Accelerated approvals of oncology drugs based on response data are controversial, because subsequent trials have often failed to show a clinical benefit. This has led to a spate of withdrawals of such accelerated approvals, including those for nivolumab in liver cancer and pembrolizumab in small cell lung cancer.
But one such accelerated approval has now been converted to a full approval, with a small label change, by the US Food and Drug Administration (FDA).
The new full approval is for pembroilizumab (Keytruda) for first-line use for patients with locally advanced or metastatic urothelial carcinoma (mUC) who are not eligible for any platinum-containing chemotherapy. (The small label change is that mention of PD-LI status and testing for this have been removed.)
The move is in accordance with recommmendations by experts at a recent meeting of the Oncologic Drugs Advisory Committee. They voted 5-3 in favor of this accelerated approval staying.

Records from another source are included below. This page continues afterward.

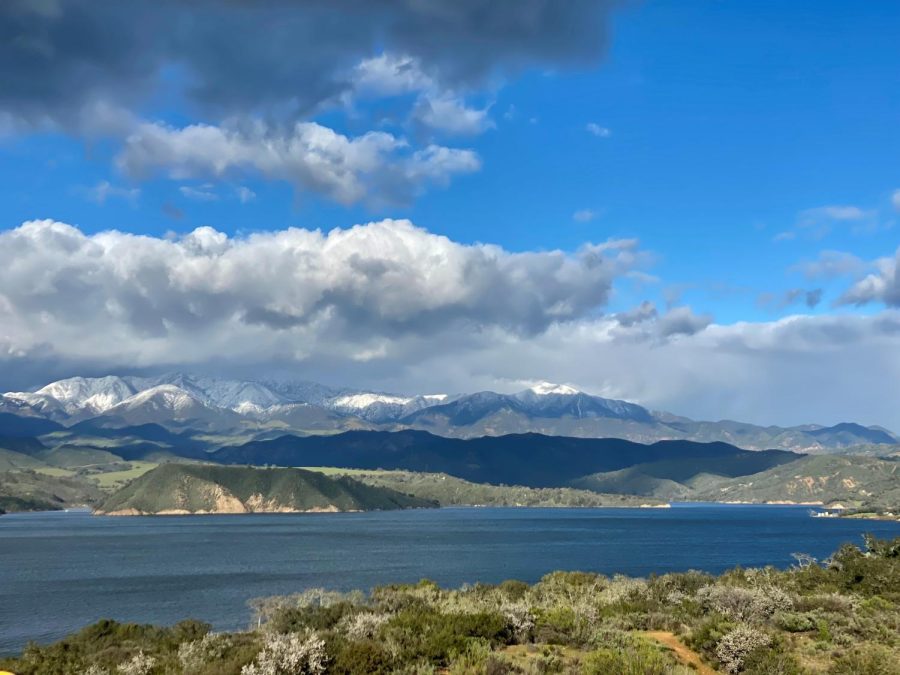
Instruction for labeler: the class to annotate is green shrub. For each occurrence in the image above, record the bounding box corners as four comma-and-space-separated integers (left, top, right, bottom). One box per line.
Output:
582, 642, 673, 675
772, 612, 817, 633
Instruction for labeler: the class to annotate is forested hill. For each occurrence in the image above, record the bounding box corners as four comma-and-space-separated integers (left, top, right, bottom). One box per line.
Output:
210, 431, 802, 487
97, 464, 437, 515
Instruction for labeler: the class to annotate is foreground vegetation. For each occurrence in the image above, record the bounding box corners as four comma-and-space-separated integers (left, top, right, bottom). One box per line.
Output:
302, 467, 664, 507
0, 537, 900, 675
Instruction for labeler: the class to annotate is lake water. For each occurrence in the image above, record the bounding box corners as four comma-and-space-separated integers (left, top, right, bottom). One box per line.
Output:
0, 505, 900, 654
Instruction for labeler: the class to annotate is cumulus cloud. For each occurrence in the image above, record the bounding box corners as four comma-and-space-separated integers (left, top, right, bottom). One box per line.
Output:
234, 185, 256, 204
0, 221, 900, 428
86, 180, 141, 205
117, 122, 481, 204
759, 288, 825, 310
838, 249, 900, 307
352, 53, 436, 96
413, 94, 494, 136
794, 251, 867, 279
0, 220, 639, 363
572, 209, 600, 223
0, 0, 619, 124
178, 183, 219, 202
585, 122, 612, 138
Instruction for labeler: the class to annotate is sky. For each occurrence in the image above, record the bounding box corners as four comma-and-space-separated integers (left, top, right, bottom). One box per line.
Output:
0, 0, 900, 430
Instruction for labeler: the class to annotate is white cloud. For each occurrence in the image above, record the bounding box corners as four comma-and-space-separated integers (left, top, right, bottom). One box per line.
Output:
86, 180, 141, 205
794, 251, 867, 279
0, 221, 900, 429
799, 204, 871, 227
234, 185, 256, 204
413, 94, 494, 136
352, 53, 435, 96
0, 220, 641, 364
117, 122, 481, 204
585, 122, 612, 138
178, 183, 219, 202
838, 249, 900, 307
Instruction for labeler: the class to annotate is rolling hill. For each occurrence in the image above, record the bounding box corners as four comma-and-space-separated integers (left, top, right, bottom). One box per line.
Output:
209, 431, 799, 487
694, 455, 900, 512
0, 373, 900, 454
97, 464, 436, 515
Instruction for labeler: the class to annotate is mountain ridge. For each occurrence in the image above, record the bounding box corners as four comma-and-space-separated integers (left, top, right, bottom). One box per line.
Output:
0, 372, 900, 452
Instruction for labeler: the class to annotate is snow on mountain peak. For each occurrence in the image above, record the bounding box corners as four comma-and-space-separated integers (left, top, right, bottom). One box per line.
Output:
529, 382, 581, 396
120, 384, 202, 412
332, 392, 412, 410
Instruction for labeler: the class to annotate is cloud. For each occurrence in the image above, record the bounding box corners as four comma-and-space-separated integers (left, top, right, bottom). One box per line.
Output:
0, 220, 640, 363
758, 288, 825, 310
0, 221, 900, 429
412, 94, 494, 136
657, 307, 712, 338
352, 53, 436, 96
837, 249, 900, 307
0, 0, 619, 121
178, 183, 219, 202
799, 204, 870, 227
585, 122, 612, 138
86, 180, 141, 205
234, 185, 256, 204
117, 122, 481, 204
793, 251, 867, 279
773, 204, 891, 242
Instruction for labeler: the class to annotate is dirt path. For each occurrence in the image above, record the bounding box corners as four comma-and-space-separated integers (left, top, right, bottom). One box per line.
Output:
644, 630, 716, 675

They also voted 10-1 in favor of another immunotherapy, atezolizumab (Tecentriq), for the same indication.
One of the arguments put forward to support these accelerated approvals staying in place is that there is an unmet need in this population of patients who are ineligible for platinum chemotherapy.
But this argument doesn’t hold water ― the mere existence of one of these negates the “unmet need” argument for the other, wrote Bishal Gyawali, MD, PhD, from Queen’s University, Kingston, Ontario, Canada, in a Medscape commentary on why the FDA’s accelerated approval pathway is broken.
“Even if there is a genuine ‘unmet need’ in a particular setting, these drugs did not meet the standard of improving survival. An unmet need doesn’t imply that the treatment void should be filled with a drug that provides nothing of value to patients,” Bishal wrote.
“When we talk about an unmet need, we are speaking of drugs that provide a clinical benefit; any true unmet needs will continue to exist despite maintaining these approvals,” he argued.
After obtaining the accelerated approval for pembrolizumab for patients with bladder cancer who are not eligible for cisplatin-containing chemotherapy, the manufacturer (Merck & Co) carried out a subsequent clinical trial but conducted it in patients who were eligible for platinum-containing chemotherapy (Keynote 361). However, this trial did not meet its prespecified dual primary endpoints of overall survival or progression-free survival in comparison with standard-of-care chemotherapy, the company noted in a press release.
“We are working with urgency to advance studies to help more patients living with bladder and other types of cancer,” commented Scot Ebbinghaus, MD, vice president of clinical research, Merck Research Laboratories. The company said it has “an extensive clinical development in bladder cancer” and is exploring pembrolizumab use in many settings.
In addition to the new full approval for the first-line indication for patients who are ineligible for platinum chemotherapy, pembrolizumab has two other approved indications in this therapeutic area:
the treatment of patients with locally advanced urothelial carcinoma or mUC who experience disease progression during or following platinum-containing chemotherapy or within 12 months of neoadjuvant or adjuvant treatment with platinum-containing chemotherapy; and
the treatment of patients with bacillus Calmette-Guérin–unresponsive, high-risk, non–muscle invasive bladder cancer with carcinoma in situ, with or without papillary tumors, who are ineligible for or have elected not to undergo cystectomy.